Время не слишком торопилось залечивать рану, нанесенную внезапным одиночеством после ранней смерти папы, но оно же и постоянно требовало от мамы работы, и в этом, конечно, и заключалось ее спасение.
«Мое содружество с исполнителями, со слушателями, участие в жизни Союза композиторов, радио, телевидения, общение с детьми, письма со всех концов нашей страны, заказы совсем незнакомых мне людей, просьбы написать про то или иное явление жизни – все это давало мне право на существование, я стала чувствовать себя нужной. Творчество стало моим дыханием, нет большего счастья для человека, чем состояние беспрерывной занятости, когда сочинение становится необходимостью.
Наступали периоды, когда казалось, что голова пуста, нет ни одной музыкальной мысли. Длилось это иногда по два-три месяца. И как-то внезапно, как вихрь, налетало желание писать, и рука уставала, не успевая записывать все, что рождалось в голове.
К 1961 году у меня было уже около двухсот детских песен. Это были и дошкольные, и эстрадные, и пионерские, и песни о детях для взрослых, циклы, музыка для радиопередач. Увлечение детской музыкой несколько заслонило от меня те замыслы, которые лежали под спудом, но ждали своего воплощения.

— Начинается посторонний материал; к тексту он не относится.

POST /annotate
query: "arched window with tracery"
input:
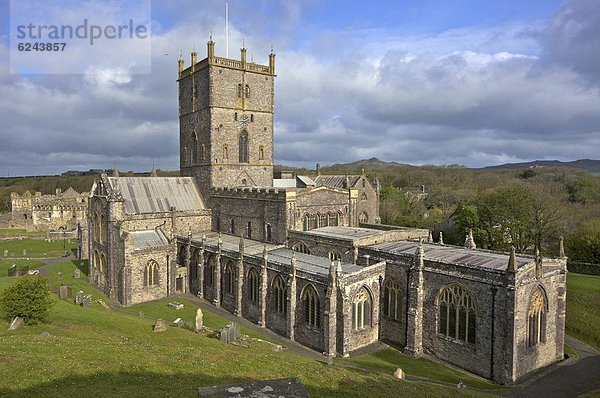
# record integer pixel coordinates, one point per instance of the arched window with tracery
(244, 147)
(151, 273)
(361, 309)
(391, 298)
(229, 278)
(280, 295)
(301, 247)
(334, 256)
(536, 318)
(457, 314)
(312, 309)
(253, 285)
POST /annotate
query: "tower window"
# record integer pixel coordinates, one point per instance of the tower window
(244, 147)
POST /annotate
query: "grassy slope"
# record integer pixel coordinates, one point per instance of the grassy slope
(36, 248)
(95, 352)
(583, 308)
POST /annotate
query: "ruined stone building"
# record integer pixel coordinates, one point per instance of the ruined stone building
(305, 256)
(37, 212)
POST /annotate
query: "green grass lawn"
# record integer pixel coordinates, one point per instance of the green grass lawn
(390, 359)
(36, 248)
(583, 308)
(9, 232)
(98, 352)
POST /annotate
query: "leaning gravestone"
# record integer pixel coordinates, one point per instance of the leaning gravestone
(87, 300)
(63, 292)
(159, 326)
(229, 333)
(79, 297)
(199, 320)
(16, 323)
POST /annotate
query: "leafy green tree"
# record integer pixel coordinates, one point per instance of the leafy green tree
(28, 298)
(584, 244)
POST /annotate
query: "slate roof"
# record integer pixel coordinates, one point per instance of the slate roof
(148, 239)
(157, 194)
(454, 255)
(309, 263)
(336, 181)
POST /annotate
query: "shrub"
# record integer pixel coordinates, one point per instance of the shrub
(28, 298)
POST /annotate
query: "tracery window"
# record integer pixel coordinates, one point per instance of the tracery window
(334, 256)
(536, 319)
(457, 315)
(391, 298)
(280, 295)
(253, 285)
(312, 309)
(244, 147)
(361, 310)
(301, 247)
(151, 273)
(229, 278)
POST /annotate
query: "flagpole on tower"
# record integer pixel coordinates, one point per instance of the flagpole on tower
(227, 30)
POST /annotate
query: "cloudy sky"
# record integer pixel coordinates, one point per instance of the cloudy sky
(419, 82)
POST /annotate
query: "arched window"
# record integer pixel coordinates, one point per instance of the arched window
(268, 233)
(301, 247)
(253, 285)
(229, 278)
(280, 295)
(312, 309)
(361, 310)
(323, 220)
(332, 219)
(334, 256)
(244, 147)
(457, 315)
(151, 273)
(225, 152)
(536, 318)
(363, 217)
(391, 298)
(210, 271)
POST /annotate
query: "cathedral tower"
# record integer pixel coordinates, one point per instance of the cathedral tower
(226, 121)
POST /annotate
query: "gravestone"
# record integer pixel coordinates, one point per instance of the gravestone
(229, 333)
(63, 292)
(87, 300)
(159, 326)
(79, 297)
(103, 304)
(399, 374)
(16, 323)
(199, 320)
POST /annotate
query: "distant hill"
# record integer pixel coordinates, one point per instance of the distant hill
(589, 165)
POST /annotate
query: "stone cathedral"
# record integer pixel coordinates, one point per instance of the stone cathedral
(306, 256)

Я решила оставить этот жанр и занялась подготовкой к осуществлению своей старой и заветной мечты – написать монументальное кантатно-ораториальное произведение, посвященное СОЛДАТУ. Мне хотелось, чтобы произведение, не снижая задач возможного для меня профессионального умения, доходило бы до сердца любого человека, у которого оно есть. Я работала над Одой солдату около двух лет. Когда писала Оду, думала о том, чего ищет человек в искусстве. Он ищет ответа на свои духовные запросы.
Чем в искусстве это достигается? Думаю, что прежде всего правдой. Когда художник является носителем той или иной идеи, которую он хочет передать слушателю и которая волнует его по-настоящему.
Когда говорят “наш век”, я могу себе представить его очень осязаемо, конкретно. Моя жизнь прошла в такие годы, что в памяти запечатлелся первый увиденный мною автомобиль, который принадлежал моему дяде, банковскому служащему, считавшемуся “богатым”. Мне было тогда пять лет. Мне запомнилось, что автомобиль назывался “Бенц”. Это была черная машина с высоким верхом, и когда мой дядя Я. Беньяш заводил ее, то собирались толпы мальчишек, девчонок, и он медленно, не спеша проезжал по улицам Симферополя, сидя за рулем и вызывая этим искреннее удивление и уважение.